1. Introduction

When determining the wind potential of a given region, it is necessary to know the respective variability of wind regime. This information can be obtained from meteorological stations installed in private or public sites. However, this strategy is not viable in many cases due to the distance among the data collection points, as there is little confidence in acquired data.

Therefore, weather forecast models are a prominent alternative to provide information that can be of great help in the design of future wind power plants, they are able to predict both speed fields and wind direction.

Numerical simulations use global or regional atmospheric models or even a combination of both in a technique known as downscaling. Such models reproduce the physical process that occur in atmosphere and other factors that influence directly on atmospheric circulation in computer environment (^{Gomes Filho et al., 1996}; ^{Marengo, 2001}; ^{Melo and Marengo, 2007}; ^{Menezes Neto et al., 2009}).
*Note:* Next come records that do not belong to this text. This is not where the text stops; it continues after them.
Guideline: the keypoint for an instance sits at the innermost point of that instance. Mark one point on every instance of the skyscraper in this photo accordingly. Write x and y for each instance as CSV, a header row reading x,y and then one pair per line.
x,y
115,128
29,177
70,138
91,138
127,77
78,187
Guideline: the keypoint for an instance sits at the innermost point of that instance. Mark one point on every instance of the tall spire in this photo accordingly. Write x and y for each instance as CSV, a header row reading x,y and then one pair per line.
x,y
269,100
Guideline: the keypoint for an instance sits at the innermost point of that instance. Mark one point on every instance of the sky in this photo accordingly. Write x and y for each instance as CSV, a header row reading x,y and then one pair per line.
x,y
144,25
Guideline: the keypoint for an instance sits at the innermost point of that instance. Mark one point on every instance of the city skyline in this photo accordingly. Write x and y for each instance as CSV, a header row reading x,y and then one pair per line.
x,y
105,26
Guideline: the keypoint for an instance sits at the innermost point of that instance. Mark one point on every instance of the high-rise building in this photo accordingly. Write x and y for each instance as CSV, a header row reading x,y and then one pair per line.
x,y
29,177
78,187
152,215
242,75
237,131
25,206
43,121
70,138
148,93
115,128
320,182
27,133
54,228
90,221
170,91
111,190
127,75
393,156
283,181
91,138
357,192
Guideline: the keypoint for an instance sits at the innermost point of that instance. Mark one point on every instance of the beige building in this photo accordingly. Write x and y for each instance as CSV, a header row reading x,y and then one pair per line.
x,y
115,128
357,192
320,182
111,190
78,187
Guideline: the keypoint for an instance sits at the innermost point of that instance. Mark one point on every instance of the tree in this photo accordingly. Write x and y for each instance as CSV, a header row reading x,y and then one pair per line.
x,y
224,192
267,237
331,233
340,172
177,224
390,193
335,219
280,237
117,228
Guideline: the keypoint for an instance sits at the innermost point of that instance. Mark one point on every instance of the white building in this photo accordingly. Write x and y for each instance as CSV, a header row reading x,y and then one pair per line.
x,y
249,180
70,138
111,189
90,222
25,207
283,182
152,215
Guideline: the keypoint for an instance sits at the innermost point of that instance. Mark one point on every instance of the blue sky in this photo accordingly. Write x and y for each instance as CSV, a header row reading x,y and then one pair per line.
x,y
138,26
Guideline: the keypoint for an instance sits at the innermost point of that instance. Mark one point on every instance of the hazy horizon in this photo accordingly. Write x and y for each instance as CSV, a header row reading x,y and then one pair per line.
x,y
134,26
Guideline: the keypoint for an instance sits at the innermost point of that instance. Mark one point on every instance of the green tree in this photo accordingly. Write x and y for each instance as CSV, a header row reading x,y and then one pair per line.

^{Alves et al. (2003)} tested the downscaling technique by combining the RSM97 (regional) and ECHAM4.5 (global) models to perform climate simulations in northern and northeastern Brazil. The obtained results have shown improved performance when representing the fields of some atmospheric variables such as rainfall levels and wind speed if compared with output fields of the global models (^{Silva et al., 2004})

The numerical modeling has great applicability in the energy sector, because it can be used in the prediction and planning for the utilization of existing energy resources in a given region, as well as to assess the impacts caused by them. Therefore, the simulation of wind fields is a prominent tool in the assessment of energy potential for the possible installation of wind farms (^{Martins et al., 2007}).

The state of the art presents some studies on the subject that aim at establishing settings and analyzing the performance of climate simulations regarding the wind fields in the Semi-Arid Region in Northeastern Brazil (SARNB) when performed by several, global and regional numerical models, while some cases employ the downscaling technique (^{Cuadra and Rock, 2005}; ^{Alcântara and Souza, 2007}; ^{Santiago de Maria, 2008}; ^{Oliveira and Costa, 2011}).

This work presents the performance analysis of climate simulations regarding wind fields in SARNB using the regional model described by (^{Pielke, 1991}; ^{Pielke et al., 1992}; ^{Cotton et al., 1995}). Besides, distinct turbulence parameterizations and settings for the Newtonian relaxation time scale are evaluated in order to determine which configuration presents the best performance in the representation of wind fields in SARNB.

For this purpose, simulations are performed considering the turbulence settings used by ^{Smagorinsky (1963)} and ^{Mellor and Yamada (1974)}. The first one has local influence and depends on the components of local winds. The second one considers the potential temperature and turbulent kinetic energy as the variables necessary for the calculation of diffusion coefficients.

The Newtonian relaxation time scales considered in the tests correspond to 12 h and 48 h, which are chosen in order to verify the influence of such parameter on the local wind fields of the region. It is worth to mention that 12 h correspond to a more intense nudging than 48 h.

The validation of the simulation results is performed through comparisons performed between output data obtained from RAMS model and those acquired from meteorological stations of the Brazilian National Institute of Meteorology (INMET) located in the studied regions.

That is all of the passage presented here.